COURT OF APPEALS OF THE STATE OF NEVADA
Jan 20, 2016
No. 66549 (Nev. App. Jan. 20, 2016)

Opinion

No. 66549

01-20-2016

LARRY SMITH, Appellant, v. MARTHA SMITH, Respondent.


ORDER OF AFFIRMANCE

This is an appeal from a post-judgment order denying NRCP 60(b) relief and denying a motion to modify spousal support. Second Judicial District Court, Washoe County; Bridget Robb Peck, Judge.

We grant appellant's November 2, 2015, motion for leave to file a reply, and we direct the clerk of the court to detach and file the reply attached to that motion. As a result, we also deny as moot appellant's September 22, 2015, motion for leave to file a reply, and we take no action on appellant's December 31, 2015, letter regarding his motion for leave to file a reply.

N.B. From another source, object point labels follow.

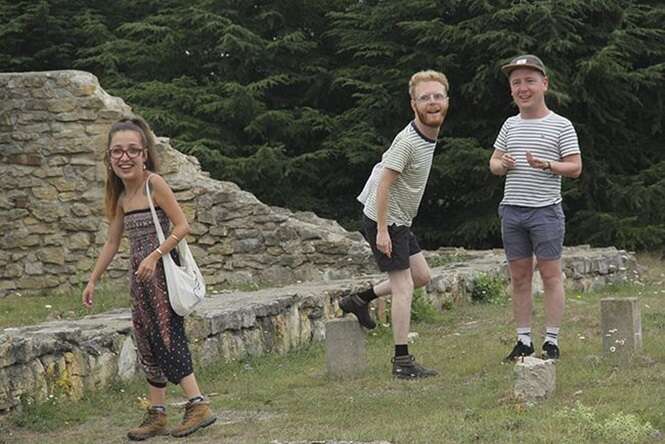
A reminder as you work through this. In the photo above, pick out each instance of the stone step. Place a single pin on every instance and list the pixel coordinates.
(88, 354)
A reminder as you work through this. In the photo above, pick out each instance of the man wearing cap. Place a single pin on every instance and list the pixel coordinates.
(533, 150)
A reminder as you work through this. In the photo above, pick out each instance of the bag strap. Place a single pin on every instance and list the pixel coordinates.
(155, 219)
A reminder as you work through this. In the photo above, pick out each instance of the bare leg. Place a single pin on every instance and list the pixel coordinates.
(156, 395)
(189, 386)
(401, 285)
(521, 273)
(555, 299)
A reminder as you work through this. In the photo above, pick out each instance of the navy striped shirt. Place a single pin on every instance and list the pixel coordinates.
(549, 138)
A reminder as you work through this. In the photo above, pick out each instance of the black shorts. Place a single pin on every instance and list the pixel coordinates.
(404, 244)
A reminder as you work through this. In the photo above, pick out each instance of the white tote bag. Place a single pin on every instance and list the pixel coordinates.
(185, 283)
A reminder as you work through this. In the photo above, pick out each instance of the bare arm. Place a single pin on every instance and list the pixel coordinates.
(164, 198)
(109, 250)
(501, 162)
(383, 242)
(569, 166)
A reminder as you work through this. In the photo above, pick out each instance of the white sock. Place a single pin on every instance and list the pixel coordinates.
(524, 335)
(552, 335)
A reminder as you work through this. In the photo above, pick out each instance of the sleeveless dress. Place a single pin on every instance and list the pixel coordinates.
(158, 331)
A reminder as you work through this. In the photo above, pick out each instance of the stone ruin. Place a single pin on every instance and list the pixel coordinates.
(52, 135)
(53, 128)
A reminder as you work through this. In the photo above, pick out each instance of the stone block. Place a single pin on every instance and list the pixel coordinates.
(346, 351)
(621, 327)
(535, 379)
(127, 360)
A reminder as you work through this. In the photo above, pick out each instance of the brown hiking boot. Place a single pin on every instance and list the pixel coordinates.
(197, 416)
(154, 424)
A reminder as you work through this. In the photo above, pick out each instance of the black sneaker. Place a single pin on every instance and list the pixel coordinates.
(356, 305)
(520, 350)
(406, 367)
(550, 351)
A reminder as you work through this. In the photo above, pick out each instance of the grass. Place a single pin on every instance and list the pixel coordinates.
(17, 309)
(289, 398)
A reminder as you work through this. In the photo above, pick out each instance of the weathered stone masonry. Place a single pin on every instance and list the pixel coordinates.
(53, 128)
(52, 133)
(72, 357)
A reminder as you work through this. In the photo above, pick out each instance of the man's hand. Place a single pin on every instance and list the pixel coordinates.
(537, 163)
(507, 161)
(383, 242)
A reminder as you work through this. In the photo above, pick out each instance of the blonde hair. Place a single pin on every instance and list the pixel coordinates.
(114, 186)
(426, 76)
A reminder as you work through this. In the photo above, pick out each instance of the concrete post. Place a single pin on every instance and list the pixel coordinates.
(535, 379)
(346, 351)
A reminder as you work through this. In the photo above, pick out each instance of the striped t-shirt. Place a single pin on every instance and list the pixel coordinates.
(549, 138)
(411, 155)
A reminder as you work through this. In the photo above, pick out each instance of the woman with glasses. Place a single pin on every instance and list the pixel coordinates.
(158, 331)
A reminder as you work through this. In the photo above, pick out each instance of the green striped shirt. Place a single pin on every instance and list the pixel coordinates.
(411, 155)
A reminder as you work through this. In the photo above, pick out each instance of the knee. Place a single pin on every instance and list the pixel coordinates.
(404, 288)
(422, 279)
(550, 280)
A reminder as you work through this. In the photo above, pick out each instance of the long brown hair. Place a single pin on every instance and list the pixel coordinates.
(114, 186)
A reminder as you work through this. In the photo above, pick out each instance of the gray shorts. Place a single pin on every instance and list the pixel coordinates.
(527, 231)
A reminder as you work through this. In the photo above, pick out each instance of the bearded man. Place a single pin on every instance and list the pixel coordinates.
(391, 199)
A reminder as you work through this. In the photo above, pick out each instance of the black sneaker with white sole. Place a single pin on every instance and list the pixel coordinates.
(406, 367)
(550, 351)
(519, 351)
(356, 305)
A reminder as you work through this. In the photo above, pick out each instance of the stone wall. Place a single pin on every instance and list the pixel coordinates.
(68, 358)
(53, 128)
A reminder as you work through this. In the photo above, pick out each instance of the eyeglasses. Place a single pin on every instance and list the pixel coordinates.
(436, 97)
(132, 152)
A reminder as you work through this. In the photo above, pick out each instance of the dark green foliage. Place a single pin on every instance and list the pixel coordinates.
(295, 100)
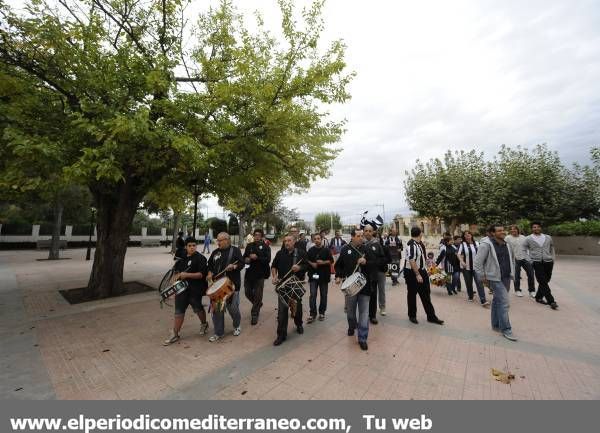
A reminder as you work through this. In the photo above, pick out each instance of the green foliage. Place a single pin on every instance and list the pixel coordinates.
(217, 225)
(578, 228)
(89, 94)
(517, 184)
(325, 220)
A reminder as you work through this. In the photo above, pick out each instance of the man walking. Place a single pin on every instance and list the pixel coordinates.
(494, 263)
(257, 256)
(541, 251)
(518, 244)
(417, 279)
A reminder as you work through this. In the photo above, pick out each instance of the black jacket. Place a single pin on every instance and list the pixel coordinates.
(284, 260)
(259, 268)
(219, 259)
(376, 259)
(324, 271)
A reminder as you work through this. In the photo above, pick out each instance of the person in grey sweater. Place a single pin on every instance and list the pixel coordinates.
(541, 251)
(494, 263)
(522, 261)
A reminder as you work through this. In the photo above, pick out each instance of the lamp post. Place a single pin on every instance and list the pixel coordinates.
(196, 193)
(89, 251)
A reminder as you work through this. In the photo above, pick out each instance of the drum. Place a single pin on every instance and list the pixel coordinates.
(353, 284)
(220, 289)
(290, 290)
(173, 289)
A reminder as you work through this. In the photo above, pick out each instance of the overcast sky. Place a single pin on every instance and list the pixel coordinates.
(439, 75)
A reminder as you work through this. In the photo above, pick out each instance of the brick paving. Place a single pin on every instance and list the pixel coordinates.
(111, 349)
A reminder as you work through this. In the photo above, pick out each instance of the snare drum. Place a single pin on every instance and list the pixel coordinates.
(353, 284)
(174, 289)
(290, 290)
(220, 289)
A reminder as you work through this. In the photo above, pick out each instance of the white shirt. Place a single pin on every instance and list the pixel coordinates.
(539, 239)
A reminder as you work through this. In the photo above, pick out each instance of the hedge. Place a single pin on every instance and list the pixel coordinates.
(579, 228)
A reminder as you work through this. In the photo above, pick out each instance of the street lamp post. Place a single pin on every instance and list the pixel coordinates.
(196, 193)
(88, 254)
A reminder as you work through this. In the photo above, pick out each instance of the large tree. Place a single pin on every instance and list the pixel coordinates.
(111, 67)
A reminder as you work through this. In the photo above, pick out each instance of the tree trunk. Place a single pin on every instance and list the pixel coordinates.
(114, 218)
(176, 221)
(54, 252)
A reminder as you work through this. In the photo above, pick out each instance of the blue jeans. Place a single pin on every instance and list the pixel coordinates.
(233, 307)
(322, 287)
(455, 282)
(528, 270)
(362, 302)
(500, 305)
(469, 277)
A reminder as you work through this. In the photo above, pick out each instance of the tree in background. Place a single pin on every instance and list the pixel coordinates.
(451, 188)
(109, 71)
(327, 221)
(518, 184)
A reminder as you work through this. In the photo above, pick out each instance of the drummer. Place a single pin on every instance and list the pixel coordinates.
(192, 268)
(226, 260)
(285, 264)
(350, 256)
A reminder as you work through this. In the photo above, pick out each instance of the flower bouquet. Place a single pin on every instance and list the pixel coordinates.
(437, 276)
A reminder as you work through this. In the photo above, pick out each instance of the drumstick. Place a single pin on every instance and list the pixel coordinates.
(285, 277)
(216, 277)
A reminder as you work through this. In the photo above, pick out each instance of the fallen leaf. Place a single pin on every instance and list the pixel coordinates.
(503, 377)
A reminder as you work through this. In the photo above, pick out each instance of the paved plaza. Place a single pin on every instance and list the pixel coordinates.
(112, 349)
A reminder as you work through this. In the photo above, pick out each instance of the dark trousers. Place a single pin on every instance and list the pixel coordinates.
(373, 299)
(321, 287)
(528, 270)
(283, 311)
(253, 289)
(424, 291)
(543, 273)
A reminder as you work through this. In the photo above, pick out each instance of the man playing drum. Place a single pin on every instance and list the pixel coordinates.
(290, 261)
(192, 268)
(351, 260)
(226, 260)
(319, 274)
(257, 257)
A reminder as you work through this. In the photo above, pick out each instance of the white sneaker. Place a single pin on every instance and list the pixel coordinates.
(203, 328)
(173, 338)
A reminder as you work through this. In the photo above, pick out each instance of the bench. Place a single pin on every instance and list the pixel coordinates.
(150, 243)
(45, 244)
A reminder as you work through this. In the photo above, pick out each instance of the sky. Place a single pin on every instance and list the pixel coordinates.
(434, 76)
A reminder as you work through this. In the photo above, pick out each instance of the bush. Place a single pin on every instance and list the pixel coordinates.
(579, 228)
(17, 229)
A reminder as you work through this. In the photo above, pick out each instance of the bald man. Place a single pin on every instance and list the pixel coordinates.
(226, 259)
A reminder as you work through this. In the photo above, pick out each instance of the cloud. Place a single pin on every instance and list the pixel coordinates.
(434, 76)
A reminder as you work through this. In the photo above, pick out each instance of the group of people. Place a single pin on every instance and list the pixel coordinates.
(493, 261)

The parties were divorced in 2007. As part of the divorce decree, the district court ordered appellant to pay respondent $1200 per month, part of which represented respondent's portion of appellant's pension, with the remainder being spousal support. Appellant did not appeal the divorce decree, but instead, filed a series of post-judgment motions in the district court seeking relief from the judgment. All of these motions were denied, but appellant did not appeal the denial of any of these motions. On August 1, 2014, appellant filed another motion seeking relief from the pension distribution and spousal support provisions in the parties' divorce decree, which the district court also denied. This appeal of that determination followed.

On one occasion, appellant attempted to appeal an order entered as a result of respondent's motion to enforce the divorce decree, but the Nevada Supreme Court concluded that the challenged order was not appealable and dismissed the appeal for lack of jurisdiction. See Smith v. Smith, Docket No. 58884 (Order Dismissing Appeal, October 6, 2011).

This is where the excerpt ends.